O’Mareen Spence, MPH
Early Symptom Improvement as a Predictor of Antidepressant Response in Youth Diagnosed with Depression: Translating Evidence from Randomized Controlled Trials to Community Practice
Over half of children and adolescents diagnosed with depression do not respond to an antidepressant. A critical barrier to improving treatment response is that the translation of clinical trial evidence into population outcomes is lacking. Rich data from pediatric antidepressant randomized clinical trials (RCT) are underutilized to predict response in pediatric outpatient settings. This research applies a Bayesian approach to pediatric antidepressant RCT data to investigate symptom changes early in treatment that predict initial and sustained response among children and adolescents diagnosed with depression. Combined-sample multiple imputation is implemented to impute symptom change measures in outpatient data. The prediction model from the RCT data is then applied to community outpatient data for a pediatric cohort with depression. In the outpatient data, this project will test whether a youth with a high probability of response is less likely to augment the antidepressant with another psychotropic. Here, treatment augmentation is a proxy for treatment non- response. The ultimate goal is to translate response prediction from RCTs to community practice for more effective depression management in pediatric populations. This project will answer the question, “Who would benefit, and when, from antidepressant treatment?” The scientific impact will be advancing translational research of clinical efficacy data to population outcomes.

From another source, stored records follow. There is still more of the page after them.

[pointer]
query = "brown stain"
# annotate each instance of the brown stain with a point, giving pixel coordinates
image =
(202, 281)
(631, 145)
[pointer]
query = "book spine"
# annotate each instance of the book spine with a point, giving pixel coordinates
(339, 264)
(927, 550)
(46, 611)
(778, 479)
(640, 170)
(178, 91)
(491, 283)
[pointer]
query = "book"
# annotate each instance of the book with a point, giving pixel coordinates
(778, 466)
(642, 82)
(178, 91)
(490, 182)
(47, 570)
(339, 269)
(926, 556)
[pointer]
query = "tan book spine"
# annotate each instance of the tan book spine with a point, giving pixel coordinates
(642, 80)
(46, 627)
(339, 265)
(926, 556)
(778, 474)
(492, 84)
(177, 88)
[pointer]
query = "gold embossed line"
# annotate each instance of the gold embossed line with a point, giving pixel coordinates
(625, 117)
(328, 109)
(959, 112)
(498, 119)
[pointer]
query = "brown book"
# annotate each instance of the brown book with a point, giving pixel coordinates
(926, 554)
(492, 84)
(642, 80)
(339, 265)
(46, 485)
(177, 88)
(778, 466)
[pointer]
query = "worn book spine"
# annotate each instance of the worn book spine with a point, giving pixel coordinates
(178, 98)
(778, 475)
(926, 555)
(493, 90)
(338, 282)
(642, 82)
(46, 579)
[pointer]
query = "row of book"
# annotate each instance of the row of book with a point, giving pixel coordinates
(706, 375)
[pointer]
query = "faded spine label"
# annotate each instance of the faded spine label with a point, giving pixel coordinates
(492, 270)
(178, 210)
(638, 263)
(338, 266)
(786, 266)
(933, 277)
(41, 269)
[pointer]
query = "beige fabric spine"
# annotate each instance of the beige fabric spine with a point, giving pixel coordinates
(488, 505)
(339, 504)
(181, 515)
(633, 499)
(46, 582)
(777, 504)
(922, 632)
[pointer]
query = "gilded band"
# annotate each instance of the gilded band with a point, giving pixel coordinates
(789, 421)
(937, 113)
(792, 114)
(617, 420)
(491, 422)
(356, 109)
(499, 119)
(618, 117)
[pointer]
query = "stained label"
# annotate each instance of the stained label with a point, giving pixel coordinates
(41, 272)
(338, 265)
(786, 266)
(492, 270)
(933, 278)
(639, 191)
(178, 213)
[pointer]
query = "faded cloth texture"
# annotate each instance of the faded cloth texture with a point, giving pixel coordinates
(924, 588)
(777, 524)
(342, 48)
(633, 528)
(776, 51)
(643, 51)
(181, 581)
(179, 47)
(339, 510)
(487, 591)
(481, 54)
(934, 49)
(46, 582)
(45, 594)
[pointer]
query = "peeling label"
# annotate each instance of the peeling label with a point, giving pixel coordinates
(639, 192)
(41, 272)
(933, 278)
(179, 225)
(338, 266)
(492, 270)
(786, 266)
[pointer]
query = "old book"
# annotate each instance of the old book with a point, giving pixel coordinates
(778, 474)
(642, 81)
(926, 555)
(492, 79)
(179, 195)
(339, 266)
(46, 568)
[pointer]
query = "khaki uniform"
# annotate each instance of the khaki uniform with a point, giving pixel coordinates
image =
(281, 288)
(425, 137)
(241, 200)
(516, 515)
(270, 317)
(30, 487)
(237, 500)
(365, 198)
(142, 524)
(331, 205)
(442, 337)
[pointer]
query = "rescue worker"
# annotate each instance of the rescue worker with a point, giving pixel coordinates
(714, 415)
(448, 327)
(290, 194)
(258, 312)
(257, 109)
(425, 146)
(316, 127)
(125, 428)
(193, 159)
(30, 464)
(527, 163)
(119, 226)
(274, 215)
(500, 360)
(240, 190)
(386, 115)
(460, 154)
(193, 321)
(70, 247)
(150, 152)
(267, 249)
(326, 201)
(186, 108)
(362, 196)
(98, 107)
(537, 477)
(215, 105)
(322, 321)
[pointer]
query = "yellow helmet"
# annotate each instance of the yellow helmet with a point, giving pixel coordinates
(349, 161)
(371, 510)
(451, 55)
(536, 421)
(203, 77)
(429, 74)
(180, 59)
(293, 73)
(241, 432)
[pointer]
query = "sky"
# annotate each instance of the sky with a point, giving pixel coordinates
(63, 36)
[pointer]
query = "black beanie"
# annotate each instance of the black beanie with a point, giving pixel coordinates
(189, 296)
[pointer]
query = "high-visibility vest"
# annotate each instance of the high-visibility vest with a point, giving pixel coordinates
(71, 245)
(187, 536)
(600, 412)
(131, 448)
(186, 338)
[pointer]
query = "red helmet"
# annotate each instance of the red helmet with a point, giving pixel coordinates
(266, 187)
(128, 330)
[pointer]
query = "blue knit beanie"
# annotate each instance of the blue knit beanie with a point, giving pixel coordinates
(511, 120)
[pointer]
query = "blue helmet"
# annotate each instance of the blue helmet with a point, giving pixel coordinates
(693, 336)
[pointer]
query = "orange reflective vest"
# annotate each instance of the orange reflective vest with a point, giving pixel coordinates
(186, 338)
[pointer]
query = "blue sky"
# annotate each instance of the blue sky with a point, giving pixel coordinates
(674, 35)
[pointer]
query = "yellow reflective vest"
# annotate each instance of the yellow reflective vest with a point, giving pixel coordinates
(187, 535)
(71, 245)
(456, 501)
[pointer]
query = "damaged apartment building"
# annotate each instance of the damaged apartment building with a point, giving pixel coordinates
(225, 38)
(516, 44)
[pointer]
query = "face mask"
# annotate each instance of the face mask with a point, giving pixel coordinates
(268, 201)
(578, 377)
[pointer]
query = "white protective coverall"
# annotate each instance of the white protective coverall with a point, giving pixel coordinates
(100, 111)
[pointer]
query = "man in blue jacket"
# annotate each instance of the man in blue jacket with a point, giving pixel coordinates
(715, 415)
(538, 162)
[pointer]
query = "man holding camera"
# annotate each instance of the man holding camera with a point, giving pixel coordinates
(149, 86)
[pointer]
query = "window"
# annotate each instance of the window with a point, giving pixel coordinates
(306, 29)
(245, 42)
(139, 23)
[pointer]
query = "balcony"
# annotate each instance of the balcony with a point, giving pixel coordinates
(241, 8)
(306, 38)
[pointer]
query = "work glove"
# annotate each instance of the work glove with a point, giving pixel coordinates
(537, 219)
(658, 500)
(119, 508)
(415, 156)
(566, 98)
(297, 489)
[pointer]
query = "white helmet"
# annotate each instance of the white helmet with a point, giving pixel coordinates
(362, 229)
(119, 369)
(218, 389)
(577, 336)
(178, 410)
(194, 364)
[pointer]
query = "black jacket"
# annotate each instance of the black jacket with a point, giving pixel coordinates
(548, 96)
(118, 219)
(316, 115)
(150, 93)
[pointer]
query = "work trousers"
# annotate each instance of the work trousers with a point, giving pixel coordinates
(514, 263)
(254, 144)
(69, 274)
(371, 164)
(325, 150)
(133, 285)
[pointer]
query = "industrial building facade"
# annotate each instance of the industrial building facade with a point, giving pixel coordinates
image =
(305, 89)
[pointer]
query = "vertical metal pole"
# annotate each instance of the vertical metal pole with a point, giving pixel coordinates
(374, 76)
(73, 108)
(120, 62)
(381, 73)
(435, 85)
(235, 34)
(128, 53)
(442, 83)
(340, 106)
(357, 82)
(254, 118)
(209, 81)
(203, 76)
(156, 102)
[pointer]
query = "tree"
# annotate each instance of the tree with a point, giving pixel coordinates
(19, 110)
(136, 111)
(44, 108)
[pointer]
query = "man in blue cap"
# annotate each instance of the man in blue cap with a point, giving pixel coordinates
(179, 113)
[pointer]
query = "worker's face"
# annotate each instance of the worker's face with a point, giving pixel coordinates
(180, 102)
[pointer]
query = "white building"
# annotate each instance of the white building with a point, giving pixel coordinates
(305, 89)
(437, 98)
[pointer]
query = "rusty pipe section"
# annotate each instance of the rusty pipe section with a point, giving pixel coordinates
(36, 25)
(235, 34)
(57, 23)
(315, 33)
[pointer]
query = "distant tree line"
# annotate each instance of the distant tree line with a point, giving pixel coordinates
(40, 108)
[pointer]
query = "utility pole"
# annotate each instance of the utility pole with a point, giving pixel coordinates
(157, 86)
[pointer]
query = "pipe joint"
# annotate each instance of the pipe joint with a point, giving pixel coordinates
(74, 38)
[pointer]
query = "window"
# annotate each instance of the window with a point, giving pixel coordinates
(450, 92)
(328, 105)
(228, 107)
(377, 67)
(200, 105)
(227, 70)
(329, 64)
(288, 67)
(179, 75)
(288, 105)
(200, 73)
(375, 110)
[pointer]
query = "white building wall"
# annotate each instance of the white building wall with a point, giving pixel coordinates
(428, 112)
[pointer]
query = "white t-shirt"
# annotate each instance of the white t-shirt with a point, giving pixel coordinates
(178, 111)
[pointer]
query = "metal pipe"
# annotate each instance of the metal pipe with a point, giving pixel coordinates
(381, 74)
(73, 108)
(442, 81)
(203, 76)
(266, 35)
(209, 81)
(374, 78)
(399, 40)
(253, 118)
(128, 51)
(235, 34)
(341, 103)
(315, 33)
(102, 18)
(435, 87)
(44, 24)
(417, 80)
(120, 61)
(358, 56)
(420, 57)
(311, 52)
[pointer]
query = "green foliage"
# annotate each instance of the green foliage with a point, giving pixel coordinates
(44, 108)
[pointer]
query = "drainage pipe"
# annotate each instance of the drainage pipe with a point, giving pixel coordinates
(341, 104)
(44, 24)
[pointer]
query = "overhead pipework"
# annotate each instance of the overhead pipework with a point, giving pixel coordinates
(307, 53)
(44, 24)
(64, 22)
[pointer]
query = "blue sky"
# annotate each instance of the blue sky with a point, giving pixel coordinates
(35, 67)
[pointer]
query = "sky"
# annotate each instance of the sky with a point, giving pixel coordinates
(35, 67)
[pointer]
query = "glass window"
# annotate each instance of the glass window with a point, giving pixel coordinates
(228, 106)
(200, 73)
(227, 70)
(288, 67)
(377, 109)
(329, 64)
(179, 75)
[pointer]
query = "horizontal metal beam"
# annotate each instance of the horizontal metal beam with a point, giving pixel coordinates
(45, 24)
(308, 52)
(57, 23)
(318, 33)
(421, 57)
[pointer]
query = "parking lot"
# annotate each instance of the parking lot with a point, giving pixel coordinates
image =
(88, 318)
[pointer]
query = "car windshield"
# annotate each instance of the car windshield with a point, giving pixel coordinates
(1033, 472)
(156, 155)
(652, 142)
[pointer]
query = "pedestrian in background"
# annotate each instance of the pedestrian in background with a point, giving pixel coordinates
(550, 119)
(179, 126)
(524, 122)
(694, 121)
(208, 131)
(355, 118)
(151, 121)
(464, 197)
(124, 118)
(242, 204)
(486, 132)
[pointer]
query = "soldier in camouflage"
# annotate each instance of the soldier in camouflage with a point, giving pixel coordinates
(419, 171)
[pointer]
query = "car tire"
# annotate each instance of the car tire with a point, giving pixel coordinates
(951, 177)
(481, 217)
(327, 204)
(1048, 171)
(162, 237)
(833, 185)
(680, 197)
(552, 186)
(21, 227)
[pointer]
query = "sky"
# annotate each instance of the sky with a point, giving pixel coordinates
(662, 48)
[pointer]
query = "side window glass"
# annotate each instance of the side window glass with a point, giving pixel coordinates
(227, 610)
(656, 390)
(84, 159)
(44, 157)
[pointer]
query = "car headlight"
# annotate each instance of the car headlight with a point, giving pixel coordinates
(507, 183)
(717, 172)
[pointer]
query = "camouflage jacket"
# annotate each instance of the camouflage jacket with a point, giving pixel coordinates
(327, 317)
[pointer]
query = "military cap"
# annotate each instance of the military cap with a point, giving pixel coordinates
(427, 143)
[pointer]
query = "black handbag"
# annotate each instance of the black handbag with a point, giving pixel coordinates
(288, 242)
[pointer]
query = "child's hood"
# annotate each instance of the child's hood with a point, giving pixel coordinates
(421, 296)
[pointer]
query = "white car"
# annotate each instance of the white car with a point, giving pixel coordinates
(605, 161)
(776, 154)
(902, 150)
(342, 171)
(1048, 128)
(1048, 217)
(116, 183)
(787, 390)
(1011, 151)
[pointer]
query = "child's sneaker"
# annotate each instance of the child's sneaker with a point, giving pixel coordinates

I am extremely grateful to the PhRMA Foundation for making its Predoctoral Fellowship in Health Outcomes available to international students, like myself, to obtain funding for their dissertation research. The support I have received as a Predoctoral Fellow has allowed me to hone my skills as an independent researcher by giving me the opportunity to focus my time on my dissertation research. The goal of which is to translate evidence obtained from randomized controlled trials to real world data in order to improve the health outcomes of youth diagnosed with depression.